5. Land, water and other natural resources must be prioritized for sustainably meeting basic needs and nutritional security. Land under food cultivation must not be allowed to be diverted for other purposes through forced land acquisition. Similarly, water resources for irrigation must be directed to essential food needs rather than water guzzling monocultures of sugarcane or other industrial non-priority uses.
6. Forest habitats and traditional access rights of forest dependent communities must not be undermined, as uncultivated forest foods and medicinal plants have played a critical role in the lives of those residing in the country’s tribal forested regions.
7. The current form of chemical agriculture is completely dependent on steadily depleting resources and leaves farmers vulnerable to foreign/corporate dependence. This must not and cannot continue.
8. All agri-chemicals should be progressively phased out; and the money thus saved used to propagate and support ecologically safe food growing practices. Suitable budgetary allocations must be made for mainstreaming agro-ecological practices.
9. The educational curriculum and calendar in rural India needs to be sensitive to local agricultural practices, needs and rhythms. A land-based pedagogy must become an integral part of education in rural India, with suitable adaptations for urban India.
10. Agriculture departments and universities need to reorient their attention to agro-ecological systems and practices, including reviewing their curricula, evaluating hidden costs of technologies they recommend, and aligning research activity to the needs and challenges of the local community.
11. The role of women, the mainstay of a self-reliant agricultural system in India, needs to be recognized, acknowledged and supported, in terms of land rights as well as support from the government.
12. The Organic Farming Community appreciates the Haryana government’s efforts to revive indigenous breeds of cattle. Since this is crucial in facilitating self-reliant agriculture, we seek such policy initiatives from other state governments as well as the central government.
13. The public distribution system must source food from the local/ bio-regional neighbourhood in which it is consumed. The convention suggests a grid of several localized markets as one of the ways forward.
14. We demand better marketing support from government agencies so that the organic producers have assured demand and fair prices for their produce.

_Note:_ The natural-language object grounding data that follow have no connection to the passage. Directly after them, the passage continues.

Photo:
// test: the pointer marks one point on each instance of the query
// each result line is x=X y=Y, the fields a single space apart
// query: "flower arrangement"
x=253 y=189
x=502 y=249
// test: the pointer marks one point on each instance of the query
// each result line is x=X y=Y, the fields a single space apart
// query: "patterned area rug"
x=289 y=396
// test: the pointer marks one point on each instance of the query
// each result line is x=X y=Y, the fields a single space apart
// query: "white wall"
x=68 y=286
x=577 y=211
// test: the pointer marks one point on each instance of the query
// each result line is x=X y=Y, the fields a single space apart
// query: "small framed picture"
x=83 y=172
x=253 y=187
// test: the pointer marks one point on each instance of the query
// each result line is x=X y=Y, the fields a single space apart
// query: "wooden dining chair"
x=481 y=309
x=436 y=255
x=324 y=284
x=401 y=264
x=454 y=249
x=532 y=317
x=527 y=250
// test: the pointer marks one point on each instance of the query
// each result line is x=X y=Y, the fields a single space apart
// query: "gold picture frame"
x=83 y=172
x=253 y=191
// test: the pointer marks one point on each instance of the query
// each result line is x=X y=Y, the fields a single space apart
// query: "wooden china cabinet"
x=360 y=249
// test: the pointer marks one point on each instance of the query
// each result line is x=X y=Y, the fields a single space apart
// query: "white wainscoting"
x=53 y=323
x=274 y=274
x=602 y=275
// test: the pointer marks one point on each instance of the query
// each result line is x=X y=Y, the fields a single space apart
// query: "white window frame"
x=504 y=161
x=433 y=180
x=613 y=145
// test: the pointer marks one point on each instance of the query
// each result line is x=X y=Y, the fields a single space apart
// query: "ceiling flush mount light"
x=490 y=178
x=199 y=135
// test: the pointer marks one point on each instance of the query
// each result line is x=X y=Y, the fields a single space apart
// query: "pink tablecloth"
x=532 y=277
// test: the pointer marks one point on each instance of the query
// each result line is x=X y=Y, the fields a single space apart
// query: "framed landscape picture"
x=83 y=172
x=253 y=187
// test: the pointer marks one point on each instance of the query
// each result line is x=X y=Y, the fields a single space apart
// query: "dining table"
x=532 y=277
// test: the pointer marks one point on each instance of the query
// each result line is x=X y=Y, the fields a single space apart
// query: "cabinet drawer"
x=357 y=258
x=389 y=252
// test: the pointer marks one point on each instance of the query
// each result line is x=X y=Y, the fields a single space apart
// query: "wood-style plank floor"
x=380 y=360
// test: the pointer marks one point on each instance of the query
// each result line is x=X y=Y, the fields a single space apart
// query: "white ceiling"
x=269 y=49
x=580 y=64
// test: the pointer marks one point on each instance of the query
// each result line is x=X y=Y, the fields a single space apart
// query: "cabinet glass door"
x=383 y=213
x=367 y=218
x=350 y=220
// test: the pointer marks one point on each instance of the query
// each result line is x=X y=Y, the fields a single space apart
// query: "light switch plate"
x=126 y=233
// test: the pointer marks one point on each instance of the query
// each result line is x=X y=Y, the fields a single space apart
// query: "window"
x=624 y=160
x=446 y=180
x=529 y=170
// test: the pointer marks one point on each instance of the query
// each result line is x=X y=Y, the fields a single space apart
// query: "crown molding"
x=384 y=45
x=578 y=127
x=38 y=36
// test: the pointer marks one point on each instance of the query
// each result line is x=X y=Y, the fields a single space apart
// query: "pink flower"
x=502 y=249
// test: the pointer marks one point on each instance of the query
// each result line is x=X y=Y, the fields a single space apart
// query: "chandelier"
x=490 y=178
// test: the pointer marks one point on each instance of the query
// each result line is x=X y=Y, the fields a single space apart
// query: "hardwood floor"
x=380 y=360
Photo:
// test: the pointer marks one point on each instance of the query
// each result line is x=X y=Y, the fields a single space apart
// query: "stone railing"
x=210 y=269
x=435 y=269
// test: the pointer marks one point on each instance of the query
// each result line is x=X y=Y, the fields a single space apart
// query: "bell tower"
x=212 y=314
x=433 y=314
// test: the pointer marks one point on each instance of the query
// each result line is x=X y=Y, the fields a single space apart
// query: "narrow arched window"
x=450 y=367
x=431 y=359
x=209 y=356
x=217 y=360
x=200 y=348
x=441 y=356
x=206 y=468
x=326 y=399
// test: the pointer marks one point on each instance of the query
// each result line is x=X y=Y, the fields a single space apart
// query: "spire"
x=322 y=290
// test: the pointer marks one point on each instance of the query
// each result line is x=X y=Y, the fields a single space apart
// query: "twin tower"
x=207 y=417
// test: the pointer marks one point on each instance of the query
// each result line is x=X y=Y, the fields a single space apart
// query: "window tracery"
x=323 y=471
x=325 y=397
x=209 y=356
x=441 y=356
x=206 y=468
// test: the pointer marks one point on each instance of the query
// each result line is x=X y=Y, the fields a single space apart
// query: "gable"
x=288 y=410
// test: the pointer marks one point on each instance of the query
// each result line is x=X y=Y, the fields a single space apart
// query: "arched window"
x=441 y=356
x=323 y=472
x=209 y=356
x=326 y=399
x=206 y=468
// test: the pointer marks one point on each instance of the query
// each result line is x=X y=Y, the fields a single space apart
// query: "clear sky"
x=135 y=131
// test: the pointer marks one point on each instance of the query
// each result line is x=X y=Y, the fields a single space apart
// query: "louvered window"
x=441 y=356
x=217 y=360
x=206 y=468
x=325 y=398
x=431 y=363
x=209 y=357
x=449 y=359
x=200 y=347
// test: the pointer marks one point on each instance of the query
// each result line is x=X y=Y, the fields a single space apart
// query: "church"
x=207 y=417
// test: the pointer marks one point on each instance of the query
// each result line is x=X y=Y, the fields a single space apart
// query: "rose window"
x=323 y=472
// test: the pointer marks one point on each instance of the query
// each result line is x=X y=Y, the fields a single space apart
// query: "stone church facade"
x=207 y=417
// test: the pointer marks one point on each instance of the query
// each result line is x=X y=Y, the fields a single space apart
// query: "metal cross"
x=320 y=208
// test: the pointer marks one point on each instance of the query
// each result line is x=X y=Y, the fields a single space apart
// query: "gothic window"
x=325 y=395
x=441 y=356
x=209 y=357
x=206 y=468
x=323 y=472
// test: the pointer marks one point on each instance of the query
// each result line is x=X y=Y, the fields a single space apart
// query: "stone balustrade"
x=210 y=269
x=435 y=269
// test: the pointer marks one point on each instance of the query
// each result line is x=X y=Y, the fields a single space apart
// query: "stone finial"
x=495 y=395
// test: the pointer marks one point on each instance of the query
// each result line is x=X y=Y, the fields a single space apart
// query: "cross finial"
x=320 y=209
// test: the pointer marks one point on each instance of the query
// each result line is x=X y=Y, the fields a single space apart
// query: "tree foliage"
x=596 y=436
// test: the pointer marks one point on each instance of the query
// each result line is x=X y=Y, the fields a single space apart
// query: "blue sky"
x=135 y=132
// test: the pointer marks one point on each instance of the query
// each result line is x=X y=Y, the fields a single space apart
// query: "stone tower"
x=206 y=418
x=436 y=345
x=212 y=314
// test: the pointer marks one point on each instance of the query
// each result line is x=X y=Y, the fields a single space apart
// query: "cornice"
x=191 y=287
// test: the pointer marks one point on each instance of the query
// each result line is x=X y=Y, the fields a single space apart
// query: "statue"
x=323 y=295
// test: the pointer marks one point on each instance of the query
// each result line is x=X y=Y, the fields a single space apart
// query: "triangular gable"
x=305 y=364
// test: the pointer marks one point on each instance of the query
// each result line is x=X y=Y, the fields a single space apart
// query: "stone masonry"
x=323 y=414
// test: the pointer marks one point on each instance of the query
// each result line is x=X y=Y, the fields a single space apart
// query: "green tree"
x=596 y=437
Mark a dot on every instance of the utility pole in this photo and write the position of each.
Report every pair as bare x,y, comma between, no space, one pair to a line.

15. Govt schemes such as MGNREGS, NRLM and SLRM should support agro-ecological practices as they supplement economic needs of farming families, landless labourers as well as people in distress.
16. India has a great wealth of crop diversity with unique features like nutritional/medicinal qualities, drought tolerance, salinity tolerance, pest resistance, and flood tolerance. This diversity has been conserved and shared by farmers as an open source collective heritage belonging to all. The concept of private property rights over such traditional heritage is alien and unethical in this land.